I've got approximately 20,000 test nodes, spread across two different languages (language_code).
What I would like to do is a JCR SQL2 query, to search for tests, in a specified language, and matching on a partial test name.
The problem is that the name data is mixed case but I would like for the search to work case insensitive.
I imagine I could create a lower cased additional property for indexing and searching, but I hope there is a more elegant solution.
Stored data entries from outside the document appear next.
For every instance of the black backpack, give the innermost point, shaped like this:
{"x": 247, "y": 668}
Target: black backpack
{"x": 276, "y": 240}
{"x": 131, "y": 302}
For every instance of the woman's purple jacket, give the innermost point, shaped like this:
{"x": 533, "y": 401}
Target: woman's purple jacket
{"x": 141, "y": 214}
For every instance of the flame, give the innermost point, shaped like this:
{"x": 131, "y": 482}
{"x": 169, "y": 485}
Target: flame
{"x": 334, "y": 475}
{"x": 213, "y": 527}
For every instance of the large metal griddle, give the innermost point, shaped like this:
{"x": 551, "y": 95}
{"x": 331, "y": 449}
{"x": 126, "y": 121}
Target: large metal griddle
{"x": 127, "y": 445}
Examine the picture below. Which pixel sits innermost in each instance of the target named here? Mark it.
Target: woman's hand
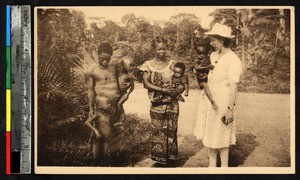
(98, 135)
(228, 116)
(168, 91)
(92, 113)
(211, 67)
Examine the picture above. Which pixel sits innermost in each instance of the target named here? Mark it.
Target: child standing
(179, 78)
(103, 96)
(126, 84)
(201, 68)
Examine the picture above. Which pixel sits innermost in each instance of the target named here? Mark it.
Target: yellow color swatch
(8, 110)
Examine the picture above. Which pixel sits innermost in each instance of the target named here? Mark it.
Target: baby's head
(104, 54)
(178, 70)
(127, 64)
(201, 52)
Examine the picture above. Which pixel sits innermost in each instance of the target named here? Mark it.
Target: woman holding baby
(164, 110)
(216, 127)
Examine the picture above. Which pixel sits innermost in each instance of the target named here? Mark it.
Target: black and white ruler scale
(21, 89)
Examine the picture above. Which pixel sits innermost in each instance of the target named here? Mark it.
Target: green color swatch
(8, 68)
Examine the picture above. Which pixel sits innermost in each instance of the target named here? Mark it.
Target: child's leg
(224, 154)
(209, 95)
(212, 157)
(106, 131)
(120, 119)
(96, 150)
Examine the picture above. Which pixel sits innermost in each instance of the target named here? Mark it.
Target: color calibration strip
(8, 90)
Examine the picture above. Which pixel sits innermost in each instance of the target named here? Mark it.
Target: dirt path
(263, 129)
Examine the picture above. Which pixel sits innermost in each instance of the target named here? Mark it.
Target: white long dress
(209, 126)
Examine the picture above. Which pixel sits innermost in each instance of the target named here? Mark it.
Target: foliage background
(66, 44)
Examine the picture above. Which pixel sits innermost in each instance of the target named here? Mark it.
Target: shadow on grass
(189, 147)
(245, 145)
(66, 148)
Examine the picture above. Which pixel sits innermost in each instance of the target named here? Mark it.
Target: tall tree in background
(258, 41)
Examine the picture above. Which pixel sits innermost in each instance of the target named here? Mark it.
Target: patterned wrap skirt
(164, 122)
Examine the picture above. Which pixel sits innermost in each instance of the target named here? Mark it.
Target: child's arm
(185, 82)
(186, 93)
(89, 124)
(91, 94)
(125, 96)
(199, 67)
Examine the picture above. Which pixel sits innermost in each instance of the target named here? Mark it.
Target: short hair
(180, 65)
(158, 40)
(105, 48)
(226, 41)
(205, 49)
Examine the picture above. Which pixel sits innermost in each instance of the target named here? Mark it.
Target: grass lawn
(263, 135)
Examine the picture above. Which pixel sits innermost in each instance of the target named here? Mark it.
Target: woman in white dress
(216, 128)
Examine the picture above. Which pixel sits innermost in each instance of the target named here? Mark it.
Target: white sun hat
(221, 30)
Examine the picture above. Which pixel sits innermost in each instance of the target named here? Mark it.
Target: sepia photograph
(164, 90)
Can I tell ModeSHape and the Index and Search case-insensitive?
Thanks!
Example CND
<jcr='http://www.jcp.org/jcr/1.0'>
<nt='http://www.jcp.org/jcr/nt/1.0'>
<mix='http://www.jcp.org/jcr/mix/1.0'>
<example='http://www.modeshape.org/examples/example/1.0'>
[example:Test] > nt:unstructured, mix:created, mix:lastModified, mix:versionable
- example:global_test_id (string)
- example:language_code (string)
- example:name (string)
- example:description (string)
[example:referenceableTest] > example:Test, mix:referenceable
Indexes (defined in repository-config.json)
"indexes" : {
"indexT3LangAndName" : {
"kind" : "value",
"provider" : "lucene",
"nodeType" : "example:Test",
"columns" : "example:language_code (STRING), example:name (STRING)"
}
}
Example JCR SQL2 Queries
Attempt 1:
Query: SELECT [example:global_test_id], [example:language_code], [example:name], [example:description] FROM [example:Test] WHERE [example:language_code]='x-pig-latin' AND [example:name] LIKE '%insurance%'
Problem: If I look for test name like "%insurance%", it is case sensitive does not retrieve those tests with "Insurance"
Attempt 2:
Query: SELECT [example:global_test_id], [example:language_code], [example:name], [example:description] FROM [example:Test] WHERE [example:language_code]='x-pig-latin' AND LOWER(example:name]) LIKE '%insurance%'
Problem: Search was still case sensitive and did not pick up tests based on their lower cased names.